Even having decided to do so I am undecided as to the topic. The admirable Nationalist blogger, Lallands Peat Worrier, posted a thoughful contribution to the constitutional debate earlier this week. It deserves a response in kind and, in time, I will try to provide it.
But, instead I'm going to post about football. And I do so prompted by a brief exchange with another courteous Nationalist, Natalie McGarry. Nat, by name and nature as she was described on Scotland Tonight, tweeted within the last few days that she was minded to return to blogging and appealed for suggested topics. Replying instantly, I suggested "Rangers", It was meant as a joke but, on reflection, maybe it was insightful in its frivolity.
For a Country meant to be in the throws of a constitutional fervent, actual people, not internet political partisans, are much more interested in the state of our national game than they are in the state of our nation.
I'm a supporter of one of the wee teams, St Mirren. The club's main unofficial website recently asked for accounts of supporters first game. I couldn't answer that question because it was so long ago, and I was so young, that I have absolutely no recollection of the event. I've just "always" gone, to Love Street and then latterly to New Greenhill Road.
But like many supporters of their local team, I was not always constant. When I moved to Kilsyth in 1992 it all became a bit to difficult to trek back to Paisley every second Saturday and I slowly drifted away. I even, for a while, gave Clyde a wee go. But they were never "my" team and, anyway, they were rubbish, so over time I just stopped going altogether, other than on special occasions such as encounters with the Morton.
And then in 1999, one of my pals phoned to say that we really had a team worth watching again and I should make the effort to see them. And I did and they were worth the effort. "Big" (actually that is insufficient description) Mark Yardley; Junior Mendes who, if he could have been arsed, could have played for Barcelona (but rarely could be arsed) and Barry ("Basher") Lavety. What a team!

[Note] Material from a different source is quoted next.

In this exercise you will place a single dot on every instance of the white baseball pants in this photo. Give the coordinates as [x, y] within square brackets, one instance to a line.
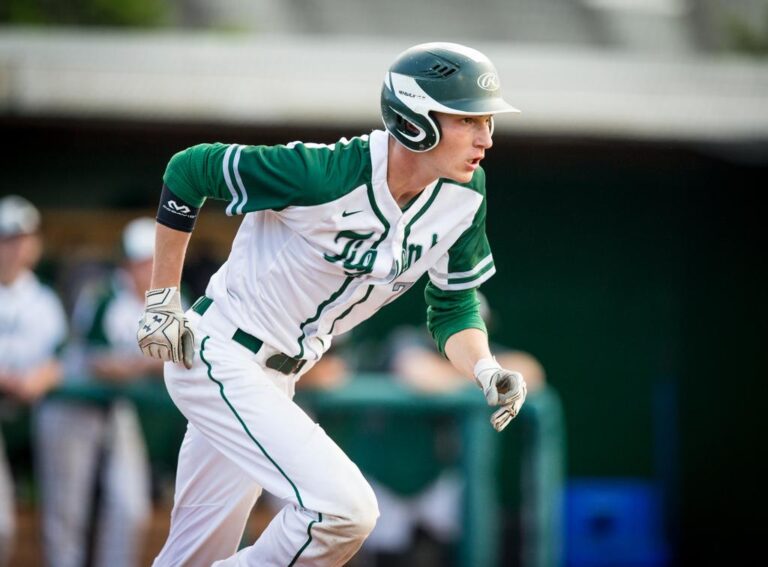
[245, 433]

But there is one moment of that team, of that season, that I particularly remember. There were four teams in contention for promotion: Us, Falkirk, Dunfermline and Livingston. Towards the end of the season we played Livvy away midweek. It was make or break for them and they rose to the challenge and attacked from the off. There were 1500 of us packed in, in the freezing cold, at the away end and, in the second half, we were under siege. And in goal was Ludovic, "Ludo", Roy, who played a blinder.
Now, as you might have deduced from his name, Ludo was not from Paisley; indeed he was French. But while in our heads we could recognise that he was just a journeyman pro who had washed up in Paisley by accident of history, in our hearts, for that forty five minutes we believed he could as well have been born in Causeyside Street. As save after save was made an invisible bond formed between him and the fans behind his goal. And you slowly realised they were never going to score.
And, at the end, as we chanted "Ludo, Ludo" and embraced complete strangers, they were not strangers, they were Paisley folk who, even if you didn't know them directly, would certainly know somebody who knew you. And Ludo, for that moment at least, was one of us.
These better moments are what makes people so engaged in football. The game certainly but also the sense of belonging, and of common cause, and, just occasionally, sheer joy.
And I defy any supporter, of any team, not to have had a similar experience. The sort of experience that makes you excuse, or at least forget, all the dysfunctional home defeats, in steady sleet, boasting not a a singular redeeming feature; defeats that invariably end with the team booed off the park.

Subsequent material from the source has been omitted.